J’entretiens alors un rapport à l’image de l’ordre de l’obsession, et du tourment. D’une part l’image photographique a été un instrument de libération pour moi puisqu’elle m’a permis de créer un travail ; et de l’autre, elle me fait horreur. Cette ambiguïté que je porte à l’égard des images m’a amenée à focaliser plus précisément sur le trouble identitaire, le féminin comme angoisse, que je résume aujourd’hui dans un concept de «jeune fille -projection» :
La représentation féminine dans la photographie, le cinéma, et les médias, le rapport désirant- désiré, l’idée d’une féminité capturée par l’image sont des sujets centraux qui me préoccupent chaque jour.
C’est ainsi que j’ai, dans l’ensemble de mon travail, mis en place des questions autour de ce que j’appelle « la jeune fille-projection » : figure devenue pure marchandise- consommée, reproduite, imitée, qui capte toutes les attentions.
Du sacrifice d’Iphigénie au mythe Faustien, de Psychose d’Hitchcock aux images pornographiques, la représentation de la jeune fille est toujours liée à la mort.
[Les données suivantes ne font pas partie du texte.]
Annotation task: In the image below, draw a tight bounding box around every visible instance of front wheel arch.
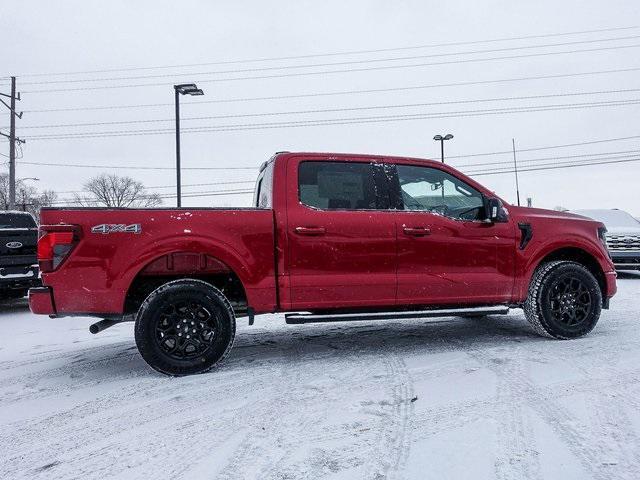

La « jeune fille-projection » devient tour à tour image mentale, image objet, violée,
sacrifiée, capturée. La «jeune fille-projection» est prise dans le flux schizophrénique du monde, mais elle reste pourtant l’un des motifs qui résistent au flux, un mythe en elle-même.
Image d’une enfance perdue, d’un commencement impossible, comme la « femme-oiseau », enfermée dans sa cage chez Henrik Ibsen, ou Lola Montes que Max Ophuls exhibe dans un cirque, comme les prostituées hollandaises dans leurs vitrines, ces jeunes filles sont enfermées à tous les sens du terme, de manière symbolique et physique.
Il y a aussi la sensation d’une évocation stéréotypée de petite fille, comme compulsion de répétition, stéréotype, l’image, et l’angoisse que ces images du féminin suscitent, éveillent.
Cette angoisse est liée à la question de la perversion dans l’image photographique, dans le rapport du photographe à son modèle, mais aussi dans le regard que le spectateur lui porte.
Il s’agit de mettre en place un dispositif qui joue sur la présence et la disparition.
Les jeunes filles dans une attitude neutre, inexpressive, comme des fantômes, se soustraient ainsi au regard du spectateur par leur regard masqué, jouant ainsi sur l’opposition présence, absence, le proche et le lointain, ailleurs et autrefois, ici et maintenant. A travers ce jeu photographique, le regard des jeunes filles, s’il leur est ôté c’est qu’il devient le lieu de tous les possibles, d’un avenir, d’une promesse. Ainsi, c’est au cœur de cette géométrie que j’espère leur redonner un regard en inversant le rapport du sujet et de l’objet.
Si les oiseaux les menaçaient, elles deviennent à leur tour ces oiseaux menaçants

Photographies argentiques 40 x 50 cm sur papier rare ultra-brillant, tirage traditionnel argentique sous agrandisseur

From Iphigenia’s sacrifice to the Faustian myth, from Hitchcock’s Psycho to the pornographic pictures, maiden’s representation is always related to death.  » The projection-maiden » alternately a mental picture, an object-picture, raped, sacrificed, captured. Captured in the schizophrenic flow of the world, « the projection-maiden » stays one of the figures resisting to this flow, a myth by herself. Just as the Louise Bourgeois’s house-woman, picture of a lost childhood, of an impossible beginning, just as the Ibsen’s bird-woman enclosed in her cage, or Lola Montes that Max Ophuls shows in a circus, just as the prostitutes in Holland in their shop-windows, these maidens are absolutely enclosed. In my project, they escape from the public’s eye, protected by their masks, playing with the contrast betweenpresence/absence, close to us and at the same time far away as ghosts, somewhere else and now, here and in the past. I’d like to give them a new way of look. Throught this photographic game, the maiden’s look becomes the territory of all kinds of possible, of the future, of a promise. If they were threatened by birds, they are now themselves threatening.